Navigating Barriers to Construction Progress
With millions of dollars spent on construction each day, the cost of delays compounds quickly. Whenever something stands in the way, drones and the data in the GIS solution help the team plan around it.
Drone imagery, captured and processed using Site Scan for ArcGIS, helps the crews see whether fences and roads are in good condition or in need of repairs. The crews use this imagery to evaluate changing conditions, such as the effects of monsoon rains. It also helps track movements of material, including calculating the amount of earth moved to flatten the terrain.
Some tower sites are still under review, causing concern about construction delays. “GIS has allowed us to analyze those areas and come up with workarounds and resequencing to keep our crews engaged and not just sitting at a locked gate waiting for someone to open it,” Janssen said.
Drone imagery also enables real-time collaboration between the field and the office, especially when potential delays arise.
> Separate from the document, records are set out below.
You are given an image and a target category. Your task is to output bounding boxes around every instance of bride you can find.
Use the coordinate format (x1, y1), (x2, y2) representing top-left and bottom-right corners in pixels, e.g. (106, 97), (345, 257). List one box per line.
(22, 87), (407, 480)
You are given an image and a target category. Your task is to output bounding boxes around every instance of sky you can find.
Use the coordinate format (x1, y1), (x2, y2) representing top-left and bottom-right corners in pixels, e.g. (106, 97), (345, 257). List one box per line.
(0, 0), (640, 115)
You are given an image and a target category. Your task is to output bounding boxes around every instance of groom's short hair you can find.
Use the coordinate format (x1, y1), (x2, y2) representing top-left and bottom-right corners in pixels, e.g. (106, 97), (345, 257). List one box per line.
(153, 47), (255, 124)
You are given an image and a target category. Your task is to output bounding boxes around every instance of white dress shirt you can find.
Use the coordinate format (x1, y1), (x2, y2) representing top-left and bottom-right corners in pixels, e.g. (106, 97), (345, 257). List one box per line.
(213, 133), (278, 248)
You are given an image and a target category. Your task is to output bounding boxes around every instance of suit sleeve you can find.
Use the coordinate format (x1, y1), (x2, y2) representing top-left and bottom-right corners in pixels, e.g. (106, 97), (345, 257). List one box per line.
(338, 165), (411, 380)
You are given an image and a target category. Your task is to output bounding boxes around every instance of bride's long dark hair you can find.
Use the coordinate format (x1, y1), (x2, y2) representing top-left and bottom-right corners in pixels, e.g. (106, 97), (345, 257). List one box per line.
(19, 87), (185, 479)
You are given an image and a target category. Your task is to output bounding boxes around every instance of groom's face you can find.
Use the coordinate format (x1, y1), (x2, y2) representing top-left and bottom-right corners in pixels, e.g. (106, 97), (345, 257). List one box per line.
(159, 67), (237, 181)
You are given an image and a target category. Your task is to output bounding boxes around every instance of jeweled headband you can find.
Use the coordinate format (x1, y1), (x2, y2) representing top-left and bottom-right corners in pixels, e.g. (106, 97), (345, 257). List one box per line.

One BLM permit requirement, for instance, called for the relocation of all cactus and endangered plants, and drone imagery eased the effort.
“If we’ve got a problem that comes up, we can all look at the drone data to talk about it intelligently,” Janssen said. “We’ve got people on the ground tagging and identifying saguaro and other cacti, then crews go pick them up and move them out of our right-of-way. By looking at the imagery before and after, we can see which cacti make it through the move and which might need some help.”
Creating a System of Record to Guide Operations
The careful collection of construction data and an accurate record of what was on the land before construction started will also support the ownership and operation of SunZia.
“We’ve taken a photo of every single crack that looked like it was susceptible to any kind of damage during construction,” Janssen said. “That crack may come back to be a big deal 10 years down the road.”
GIS records of project construction will be useful for at least the next 20 years. These records will guide the operations team in its upkeep of wind turbines and transmission lines and stations when the project is officially handed off to that team.
“Having the common GIS platform makes that job so much easier for us,” said Janssen. “We have the data already assembled, and the construction observations packaged up. This helps the operations team digest it and get up to speed on the project.”
Well before construction started, Pattern Energy’s SunZia project was praised for its many potential benefits. These included creating good-paying jobs, lowering energy costs, stopping power outages in the face of extreme weather, and accelerating the transition to clean energy. However, it took 15 years for the utility-scale energy project to finalize all the necessary approvals.
“What gets the most attention in the industry seems to be the length of time it’s taken to bring this to market,” Janssen said.
The many agencies involved in the project in different jurisdictions had a lot to do with the long delay. But other clean energy projects have also faced long development timelines, leading to calls for bipartisan legislation to reform the permit process.
From Pattern Energy’s perspective, the documentation of end-to-end workflows could speed future permitting and construction. If regulators embraced technology and used GIS-powered digital twins for approvals and oversight, inspections could happen remotely with online approvals. This level of modernization would be in-line with a growing local government trend to electronically process permits and enforce requirements via online tools.
“We are hoping some of the lessons we’ve learned during permitting and construction—collaborating with GIS—can help us streamline the environmental review process so we can be more efficient,” Janssen said.